The government obtained a FISA warrant in part because of information contained in the since-debunked Steele dossier. The information was compiled by Fusion GPS, which was paid by the Hillary Clinton campaign, and turned over to the government by one of her attorneys, who failed to disclose his connection to her campaign.

Page sued both the FBI and the Justice Department as well as individual officials. He named former agent Peter Strzok, former FBI director James Comey, and former FBI Lawyer Kevin Clinesmith, who was convicted of doctoring an electronic communication to obtain the wiretap.

Judge Dabney Friedrich ruled that even with clear errors, the legal grounds for Page's $75 million lawsuit did not hold up. "Page alleges that the individual defendants violated §§ 1809(a) and 1810 both by unlawfully engaging in electronic surveillance and using or disclosing the fruits of that surveillance," Friedrich wrote.
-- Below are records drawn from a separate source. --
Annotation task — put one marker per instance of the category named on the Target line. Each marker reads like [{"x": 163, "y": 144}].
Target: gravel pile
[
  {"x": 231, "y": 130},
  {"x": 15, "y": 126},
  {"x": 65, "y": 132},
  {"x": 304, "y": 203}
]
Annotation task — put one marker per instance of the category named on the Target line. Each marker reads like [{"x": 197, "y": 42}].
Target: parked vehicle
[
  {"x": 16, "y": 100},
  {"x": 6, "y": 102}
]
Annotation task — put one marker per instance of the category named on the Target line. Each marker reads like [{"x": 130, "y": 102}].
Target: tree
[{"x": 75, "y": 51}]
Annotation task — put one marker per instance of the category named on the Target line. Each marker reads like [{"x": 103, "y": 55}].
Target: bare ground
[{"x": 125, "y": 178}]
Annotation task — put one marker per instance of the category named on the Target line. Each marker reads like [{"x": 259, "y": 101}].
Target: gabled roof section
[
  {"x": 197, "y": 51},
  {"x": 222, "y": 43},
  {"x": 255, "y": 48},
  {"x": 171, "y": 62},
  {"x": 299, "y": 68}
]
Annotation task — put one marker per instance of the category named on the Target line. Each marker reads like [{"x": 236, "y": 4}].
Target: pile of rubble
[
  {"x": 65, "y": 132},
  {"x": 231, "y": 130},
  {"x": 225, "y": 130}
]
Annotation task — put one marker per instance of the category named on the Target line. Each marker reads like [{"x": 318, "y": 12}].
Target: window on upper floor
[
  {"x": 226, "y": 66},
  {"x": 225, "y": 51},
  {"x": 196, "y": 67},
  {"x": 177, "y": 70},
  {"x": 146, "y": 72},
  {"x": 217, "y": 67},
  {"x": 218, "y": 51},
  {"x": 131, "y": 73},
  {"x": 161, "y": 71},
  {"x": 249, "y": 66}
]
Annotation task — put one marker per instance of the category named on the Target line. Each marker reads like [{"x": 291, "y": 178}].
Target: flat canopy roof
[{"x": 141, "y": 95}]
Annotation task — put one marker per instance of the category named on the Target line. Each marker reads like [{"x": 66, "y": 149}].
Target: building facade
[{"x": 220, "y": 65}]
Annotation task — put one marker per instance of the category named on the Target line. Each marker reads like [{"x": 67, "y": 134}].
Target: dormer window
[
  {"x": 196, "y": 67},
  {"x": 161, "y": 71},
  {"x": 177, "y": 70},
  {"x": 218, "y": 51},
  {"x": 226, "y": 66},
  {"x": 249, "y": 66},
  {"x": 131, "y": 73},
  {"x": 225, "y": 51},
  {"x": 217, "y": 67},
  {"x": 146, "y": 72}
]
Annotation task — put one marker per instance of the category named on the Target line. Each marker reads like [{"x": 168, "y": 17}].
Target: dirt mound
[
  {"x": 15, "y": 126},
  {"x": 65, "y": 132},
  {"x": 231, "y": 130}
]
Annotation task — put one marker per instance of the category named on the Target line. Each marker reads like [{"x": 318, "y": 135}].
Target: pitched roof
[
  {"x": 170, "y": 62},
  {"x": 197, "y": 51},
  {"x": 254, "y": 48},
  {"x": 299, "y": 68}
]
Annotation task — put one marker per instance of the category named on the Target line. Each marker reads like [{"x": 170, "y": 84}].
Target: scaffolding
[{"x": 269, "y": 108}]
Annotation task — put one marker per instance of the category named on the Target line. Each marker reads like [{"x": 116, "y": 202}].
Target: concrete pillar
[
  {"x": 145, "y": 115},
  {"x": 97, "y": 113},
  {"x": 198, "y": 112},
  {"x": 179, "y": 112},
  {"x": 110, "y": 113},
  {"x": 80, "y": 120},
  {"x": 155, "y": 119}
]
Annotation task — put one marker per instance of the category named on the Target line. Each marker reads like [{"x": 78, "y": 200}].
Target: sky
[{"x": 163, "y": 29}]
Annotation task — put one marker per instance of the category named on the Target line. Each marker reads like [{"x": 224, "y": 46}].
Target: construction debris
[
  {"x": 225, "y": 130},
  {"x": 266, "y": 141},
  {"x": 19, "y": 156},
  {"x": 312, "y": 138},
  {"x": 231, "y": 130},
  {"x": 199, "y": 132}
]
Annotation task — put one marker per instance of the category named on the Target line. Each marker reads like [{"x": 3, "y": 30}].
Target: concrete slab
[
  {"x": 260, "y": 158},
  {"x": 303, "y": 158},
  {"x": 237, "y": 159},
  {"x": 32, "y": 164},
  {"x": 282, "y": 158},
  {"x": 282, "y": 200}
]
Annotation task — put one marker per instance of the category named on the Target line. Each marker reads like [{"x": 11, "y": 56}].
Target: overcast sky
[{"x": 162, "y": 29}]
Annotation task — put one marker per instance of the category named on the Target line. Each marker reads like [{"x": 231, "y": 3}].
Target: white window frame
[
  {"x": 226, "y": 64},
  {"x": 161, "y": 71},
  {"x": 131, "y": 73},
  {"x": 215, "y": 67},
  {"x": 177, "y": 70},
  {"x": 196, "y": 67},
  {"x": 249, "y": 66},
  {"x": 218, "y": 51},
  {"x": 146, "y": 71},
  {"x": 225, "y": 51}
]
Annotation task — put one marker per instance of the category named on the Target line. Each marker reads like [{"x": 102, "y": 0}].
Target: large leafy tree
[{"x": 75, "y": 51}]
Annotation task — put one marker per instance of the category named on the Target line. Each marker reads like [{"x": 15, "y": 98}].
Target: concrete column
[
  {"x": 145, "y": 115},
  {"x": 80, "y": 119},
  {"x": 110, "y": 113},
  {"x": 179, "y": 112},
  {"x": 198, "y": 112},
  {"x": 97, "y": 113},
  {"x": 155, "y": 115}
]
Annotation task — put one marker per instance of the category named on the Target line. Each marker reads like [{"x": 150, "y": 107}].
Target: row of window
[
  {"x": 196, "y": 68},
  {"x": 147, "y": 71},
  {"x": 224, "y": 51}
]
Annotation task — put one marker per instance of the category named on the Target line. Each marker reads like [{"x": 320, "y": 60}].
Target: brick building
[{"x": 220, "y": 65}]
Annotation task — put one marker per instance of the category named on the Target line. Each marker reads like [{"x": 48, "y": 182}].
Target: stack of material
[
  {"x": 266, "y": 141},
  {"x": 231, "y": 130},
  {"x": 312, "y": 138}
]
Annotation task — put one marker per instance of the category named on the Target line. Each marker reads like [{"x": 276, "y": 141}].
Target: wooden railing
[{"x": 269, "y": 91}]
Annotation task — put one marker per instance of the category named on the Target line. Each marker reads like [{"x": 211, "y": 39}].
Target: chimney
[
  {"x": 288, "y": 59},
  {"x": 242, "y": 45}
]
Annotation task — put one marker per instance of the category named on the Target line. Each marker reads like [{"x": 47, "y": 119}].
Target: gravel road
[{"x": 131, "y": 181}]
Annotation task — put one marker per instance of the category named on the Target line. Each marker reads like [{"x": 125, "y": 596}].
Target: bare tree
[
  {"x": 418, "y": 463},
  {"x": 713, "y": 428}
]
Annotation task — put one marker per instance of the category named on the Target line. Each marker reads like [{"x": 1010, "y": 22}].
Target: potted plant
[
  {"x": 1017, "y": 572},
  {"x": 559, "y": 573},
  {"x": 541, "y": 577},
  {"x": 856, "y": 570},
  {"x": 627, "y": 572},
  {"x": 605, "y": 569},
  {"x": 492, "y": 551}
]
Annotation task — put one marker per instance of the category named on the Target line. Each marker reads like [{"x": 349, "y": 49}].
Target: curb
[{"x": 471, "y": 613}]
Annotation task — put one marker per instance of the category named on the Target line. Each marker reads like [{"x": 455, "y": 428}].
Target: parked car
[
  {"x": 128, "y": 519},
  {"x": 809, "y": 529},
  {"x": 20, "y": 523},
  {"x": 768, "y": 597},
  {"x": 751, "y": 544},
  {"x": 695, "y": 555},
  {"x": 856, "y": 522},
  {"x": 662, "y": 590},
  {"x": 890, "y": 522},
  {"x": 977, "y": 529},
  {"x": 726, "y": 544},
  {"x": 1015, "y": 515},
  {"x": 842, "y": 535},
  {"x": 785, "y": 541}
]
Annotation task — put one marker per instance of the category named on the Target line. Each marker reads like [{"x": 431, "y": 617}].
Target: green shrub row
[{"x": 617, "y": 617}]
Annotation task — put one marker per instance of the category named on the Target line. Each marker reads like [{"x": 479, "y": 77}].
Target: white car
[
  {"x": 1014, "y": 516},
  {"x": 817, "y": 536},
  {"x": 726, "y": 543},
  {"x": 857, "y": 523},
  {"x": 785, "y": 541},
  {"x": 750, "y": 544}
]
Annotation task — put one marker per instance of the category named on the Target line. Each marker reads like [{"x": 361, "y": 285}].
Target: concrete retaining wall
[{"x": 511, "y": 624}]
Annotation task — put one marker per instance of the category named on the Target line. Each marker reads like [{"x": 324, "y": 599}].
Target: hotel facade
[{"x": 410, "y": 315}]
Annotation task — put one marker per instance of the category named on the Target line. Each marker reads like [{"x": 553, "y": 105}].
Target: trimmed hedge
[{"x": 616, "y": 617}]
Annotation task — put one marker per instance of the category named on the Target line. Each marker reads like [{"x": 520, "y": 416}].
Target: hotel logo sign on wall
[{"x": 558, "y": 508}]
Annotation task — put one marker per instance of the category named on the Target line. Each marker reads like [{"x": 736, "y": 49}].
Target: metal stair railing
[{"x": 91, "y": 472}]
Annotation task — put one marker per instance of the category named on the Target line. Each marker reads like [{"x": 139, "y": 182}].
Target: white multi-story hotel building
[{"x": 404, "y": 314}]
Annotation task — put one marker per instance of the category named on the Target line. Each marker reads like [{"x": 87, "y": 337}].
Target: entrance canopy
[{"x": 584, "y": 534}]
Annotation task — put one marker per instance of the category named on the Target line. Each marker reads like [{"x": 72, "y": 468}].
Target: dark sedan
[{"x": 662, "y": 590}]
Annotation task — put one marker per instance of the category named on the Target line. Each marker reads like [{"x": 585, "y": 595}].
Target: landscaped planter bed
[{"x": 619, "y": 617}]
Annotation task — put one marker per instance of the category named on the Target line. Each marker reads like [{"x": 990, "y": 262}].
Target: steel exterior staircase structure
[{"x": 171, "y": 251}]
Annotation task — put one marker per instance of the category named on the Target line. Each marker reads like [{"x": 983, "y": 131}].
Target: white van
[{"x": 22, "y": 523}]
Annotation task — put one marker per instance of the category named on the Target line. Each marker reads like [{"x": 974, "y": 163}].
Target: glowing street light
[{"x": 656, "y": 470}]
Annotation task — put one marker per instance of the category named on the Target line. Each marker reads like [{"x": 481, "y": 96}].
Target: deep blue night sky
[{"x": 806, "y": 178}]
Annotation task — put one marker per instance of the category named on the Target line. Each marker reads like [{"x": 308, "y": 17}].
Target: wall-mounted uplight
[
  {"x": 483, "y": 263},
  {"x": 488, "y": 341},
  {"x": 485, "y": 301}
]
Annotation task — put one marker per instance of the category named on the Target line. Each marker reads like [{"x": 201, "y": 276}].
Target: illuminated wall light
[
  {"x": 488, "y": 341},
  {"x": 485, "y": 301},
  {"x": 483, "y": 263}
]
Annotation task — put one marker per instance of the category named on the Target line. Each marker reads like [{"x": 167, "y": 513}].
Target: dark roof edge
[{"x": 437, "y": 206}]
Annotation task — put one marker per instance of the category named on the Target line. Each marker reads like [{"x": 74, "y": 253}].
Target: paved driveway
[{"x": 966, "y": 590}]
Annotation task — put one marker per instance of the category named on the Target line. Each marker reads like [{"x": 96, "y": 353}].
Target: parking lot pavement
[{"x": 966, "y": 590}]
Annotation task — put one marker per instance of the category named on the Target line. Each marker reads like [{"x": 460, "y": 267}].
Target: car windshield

"Each defendant claims that Page fails to sufficiently allege that he or she violated the statute," the judge ruled. "The Court finds that the claims are not time-barred but that Page does not state a claim against any of the individual defendants."

Simply put, the judge found that none of the defendants engaged in the surveillance but only authorized it. Despite their best efforts, Page was cleared of any wrongdoing, and the government ultimately failed to prove a link between Trump and the Kremlin.

Spying on a presidential campaign using flimsy evidence is unconscionable. Perhaps Page was not vindicated under this statute, but the facts speak for themselves.